Is that too out there, trying to relate to an ant? Okay, then. Here's an example that's closer to home. The people of Columbia County, dealing with many of these very same issues (Well, maybe not the anthill one), along with a failing economy and crippling unemployment, passed a law against illegal aliens working within county limits.
When people are faced with problems that are too large and too damaging and too emotionally difficult to solve, we tend to deal instead with the things we can handle: the little things, the easy things. And on some level, there's nothing particularly wrong with that. Every little bit does count. Some of my students have brought their grades up with nothing more than vocabulary sheets and Starters (Though one might question how much they learned in the process . . . Never mind. A topic for another day.). It is healthier to quit smoking (Switching to light cigarettes doesn't make any actual difference, though) even if you continue to drink and are overweight and under stress. Illegal aliens are indeed a problem in the United States, and one of the ways to deal with this problem is to target and punish the employers who hire illegal aliens.
But when people put their time and energy into dealing with the small problems, even if those problems get solved, the large problems remain. Those large problems often grow worse due to neglect. Dealing with the small problems can also lull us into a false sense of security. For instance, people trying to lose weight order diet sodas, and then, pleased with their self-restraint, they get a double order of French fries and an apple pie to finish it off.

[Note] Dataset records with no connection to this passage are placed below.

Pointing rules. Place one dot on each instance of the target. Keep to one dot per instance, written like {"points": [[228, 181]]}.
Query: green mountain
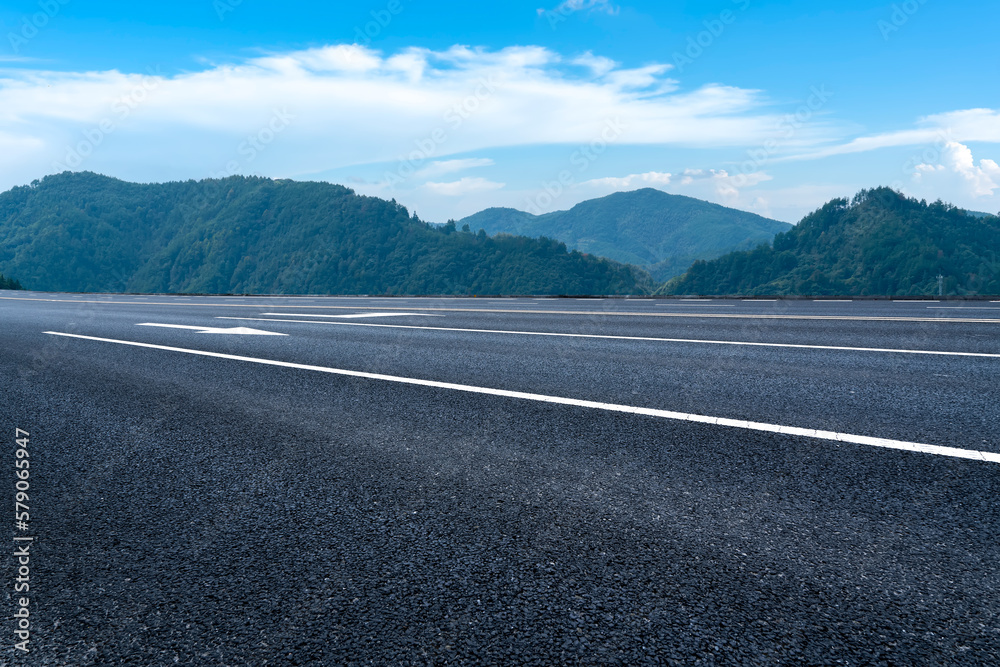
{"points": [[881, 243], [661, 232], [86, 232], [9, 283]]}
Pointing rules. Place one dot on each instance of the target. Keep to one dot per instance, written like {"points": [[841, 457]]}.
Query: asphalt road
{"points": [[509, 482]]}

Dealing with the small problems can make the situation worse in the long run, even if it gets slightly better in the short.
That's exactly what Proposition 5-190, the Illegal Worker Act, represents to Columbia County. It is an attempt to deal with a very small, seemingly very simple and easy problem: make sure people who work in this county have proper paperwork. That's all. But while our attention is focused on the, what, fifteen or twenty illegal workers brought in by Portland-area contractors, we are ignoring the thousands of people who need help here. People who are out of work -- and freeing up those twenty jobs held by illegal workers won't help the 14% of Columbia County that is currently unemployed -- and people who need food, or health insurance, or help holding a family together, or a way to get their kids an effective and useful education, are not going to be helped by cracking down on illegal workers.
Illegal aliens may be a big problem in this country, but it is a small problem here. Even if the big problems that face Columbia County are scary, even if they may be insoluble in the end, we need to start talking about the big problems and trying to figure out ways to deal with them.
One last analogy. We need to let the ingrown toenail go for now, and try to close that sucking chest wound. Because the way things look right now, our biggest problem is our priorities.